Thank you for reading.


----------



## Flaminius

Hello *hahamoo*,

You have mentioned the "present tense" for _harasu_, _harashimasu_ but a more accurate word for the form is non-past which includes future and habitual present.  The idea of time as expressed in Japanese verb forms are different from that in English.  I am mentioning this point because it's important for an accurate translation.

The "harashimasu" in the topic sentence can be either depending on the larger context which is not avaiable here.  The Jigoku Shōjo, an expert on private vengeance, may be declaring her line of work by appealing to the habitual present function; or she may be addressing a specific customer and assuring him that she will carry out the mission.

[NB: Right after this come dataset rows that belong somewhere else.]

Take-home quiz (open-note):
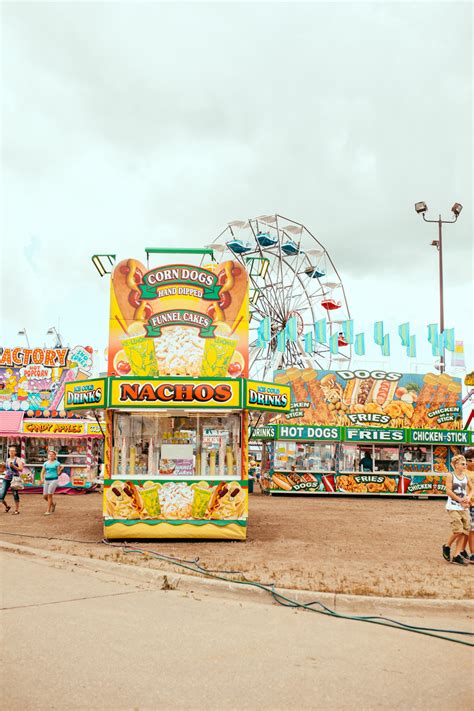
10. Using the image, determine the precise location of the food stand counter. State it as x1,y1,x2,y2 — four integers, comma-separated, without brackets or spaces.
250,425,472,496
67,377,290,540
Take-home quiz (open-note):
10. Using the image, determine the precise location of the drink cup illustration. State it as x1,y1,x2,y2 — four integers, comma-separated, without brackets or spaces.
201,336,237,378
122,336,159,377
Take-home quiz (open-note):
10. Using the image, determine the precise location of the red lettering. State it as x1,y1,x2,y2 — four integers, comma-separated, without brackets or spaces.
0,348,12,365
12,348,23,365
174,383,193,402
56,348,69,368
156,384,174,402
194,385,214,402
44,348,56,368
138,383,156,402
119,383,140,400
214,383,232,402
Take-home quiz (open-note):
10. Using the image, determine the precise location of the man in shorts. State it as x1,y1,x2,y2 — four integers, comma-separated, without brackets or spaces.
443,454,473,565
463,449,474,563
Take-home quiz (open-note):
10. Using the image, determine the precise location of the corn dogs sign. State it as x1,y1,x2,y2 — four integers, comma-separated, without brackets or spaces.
110,378,240,408
108,259,249,378
273,368,462,430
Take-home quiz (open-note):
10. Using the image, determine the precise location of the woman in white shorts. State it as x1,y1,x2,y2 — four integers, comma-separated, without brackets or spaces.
41,449,63,516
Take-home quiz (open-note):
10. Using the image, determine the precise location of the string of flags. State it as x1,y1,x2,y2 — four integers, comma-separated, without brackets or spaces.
257,316,464,367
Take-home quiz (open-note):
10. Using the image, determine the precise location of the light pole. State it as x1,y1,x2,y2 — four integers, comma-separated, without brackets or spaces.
46,326,63,348
415,202,462,373
18,328,30,348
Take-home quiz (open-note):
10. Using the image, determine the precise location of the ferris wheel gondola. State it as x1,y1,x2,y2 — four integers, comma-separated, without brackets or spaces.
205,214,352,380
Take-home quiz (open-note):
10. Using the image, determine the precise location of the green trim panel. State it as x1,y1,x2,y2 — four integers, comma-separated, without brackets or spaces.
104,518,247,527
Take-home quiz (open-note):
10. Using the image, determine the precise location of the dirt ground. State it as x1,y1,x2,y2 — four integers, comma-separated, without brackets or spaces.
0,493,474,599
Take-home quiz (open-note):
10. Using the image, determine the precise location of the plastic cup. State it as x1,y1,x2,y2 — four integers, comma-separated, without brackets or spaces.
122,336,159,376
201,336,237,378
140,486,161,516
191,487,212,518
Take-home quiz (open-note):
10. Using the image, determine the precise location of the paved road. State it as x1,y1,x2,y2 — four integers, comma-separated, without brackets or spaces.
0,553,473,711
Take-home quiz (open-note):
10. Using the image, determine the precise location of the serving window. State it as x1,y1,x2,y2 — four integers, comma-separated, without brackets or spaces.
340,444,400,473
402,445,433,472
274,441,336,472
112,412,241,479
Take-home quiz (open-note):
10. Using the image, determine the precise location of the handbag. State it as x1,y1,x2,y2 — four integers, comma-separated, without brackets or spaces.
10,476,25,490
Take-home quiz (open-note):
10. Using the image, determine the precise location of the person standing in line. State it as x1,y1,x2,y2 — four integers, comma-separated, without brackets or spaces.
442,454,472,565
0,447,24,516
463,449,474,563
41,449,63,516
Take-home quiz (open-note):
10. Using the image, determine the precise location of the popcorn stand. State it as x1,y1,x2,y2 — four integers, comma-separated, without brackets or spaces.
0,346,105,491
66,259,290,540
250,368,472,496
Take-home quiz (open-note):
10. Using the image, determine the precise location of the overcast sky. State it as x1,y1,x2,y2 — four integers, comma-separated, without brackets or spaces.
0,1,474,378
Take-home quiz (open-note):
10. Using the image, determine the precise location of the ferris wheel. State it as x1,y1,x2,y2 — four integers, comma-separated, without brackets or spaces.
209,215,352,380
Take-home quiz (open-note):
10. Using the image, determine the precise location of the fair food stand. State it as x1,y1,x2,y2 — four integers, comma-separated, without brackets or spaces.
66,250,290,540
254,369,472,496
66,377,289,540
0,346,105,491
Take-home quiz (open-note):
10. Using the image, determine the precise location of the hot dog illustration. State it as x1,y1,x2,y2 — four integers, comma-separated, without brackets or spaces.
111,259,153,324
206,260,247,327
372,380,398,405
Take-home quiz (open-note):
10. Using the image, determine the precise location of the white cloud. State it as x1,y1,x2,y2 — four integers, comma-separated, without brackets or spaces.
1,3,474,372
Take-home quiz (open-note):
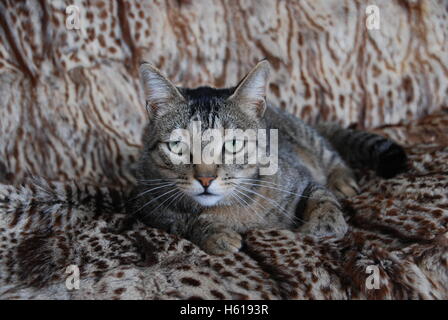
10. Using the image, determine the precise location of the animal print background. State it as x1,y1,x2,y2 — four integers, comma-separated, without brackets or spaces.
0,0,448,299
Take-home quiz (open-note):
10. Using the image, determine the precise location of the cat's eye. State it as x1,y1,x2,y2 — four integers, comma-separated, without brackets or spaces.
167,141,188,154
224,139,244,153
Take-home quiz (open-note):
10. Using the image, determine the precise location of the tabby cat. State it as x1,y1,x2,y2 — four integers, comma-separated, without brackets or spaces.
132,60,406,254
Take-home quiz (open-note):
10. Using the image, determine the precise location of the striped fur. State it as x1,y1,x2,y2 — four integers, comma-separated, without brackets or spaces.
317,124,407,178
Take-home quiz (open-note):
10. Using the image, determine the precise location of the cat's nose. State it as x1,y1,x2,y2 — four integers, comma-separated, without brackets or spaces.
195,176,216,188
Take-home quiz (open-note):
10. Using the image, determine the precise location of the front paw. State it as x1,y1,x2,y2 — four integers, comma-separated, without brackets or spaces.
299,204,348,239
202,229,242,255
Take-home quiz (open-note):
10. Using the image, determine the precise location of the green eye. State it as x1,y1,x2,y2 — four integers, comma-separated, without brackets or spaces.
224,139,244,153
167,141,188,154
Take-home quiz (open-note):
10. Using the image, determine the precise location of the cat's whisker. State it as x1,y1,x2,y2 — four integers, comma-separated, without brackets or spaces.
148,189,182,219
239,181,316,199
129,183,174,201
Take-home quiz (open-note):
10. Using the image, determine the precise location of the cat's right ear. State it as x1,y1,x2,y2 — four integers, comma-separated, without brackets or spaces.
140,62,185,118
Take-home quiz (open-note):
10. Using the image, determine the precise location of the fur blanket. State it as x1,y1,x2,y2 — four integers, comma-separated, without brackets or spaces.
0,0,448,299
0,113,448,299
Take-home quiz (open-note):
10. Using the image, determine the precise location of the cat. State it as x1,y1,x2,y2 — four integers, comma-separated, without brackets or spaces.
132,60,406,254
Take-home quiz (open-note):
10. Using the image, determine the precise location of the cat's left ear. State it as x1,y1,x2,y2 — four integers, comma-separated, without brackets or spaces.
229,60,270,118
140,62,184,117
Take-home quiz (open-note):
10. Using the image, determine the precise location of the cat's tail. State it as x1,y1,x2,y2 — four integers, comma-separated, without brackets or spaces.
316,124,407,178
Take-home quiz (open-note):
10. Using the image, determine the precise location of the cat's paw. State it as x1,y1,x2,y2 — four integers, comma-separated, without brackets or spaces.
202,229,243,255
327,168,359,199
298,203,348,238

Without context and association with _urami_, _harasu_ (> _harashimasu_) is to clear something away.  _Urami_ is enmity, grudge, rancour; an ill-blood feeling.  _Urami-o harasu_ is literally clear away the enmity (either one's own or someone else's) and the means to achieve the objective is retaliation; not softer methods such as artibration, psychotherapy, philosophical sublimation.


----------



## hahamoo

Thank you both for your help it makes sense now i always get confused because subjects in japanese are understood. Also because of the differenet word order SoV (japanese) rather than svo as in english. Well thanks


----------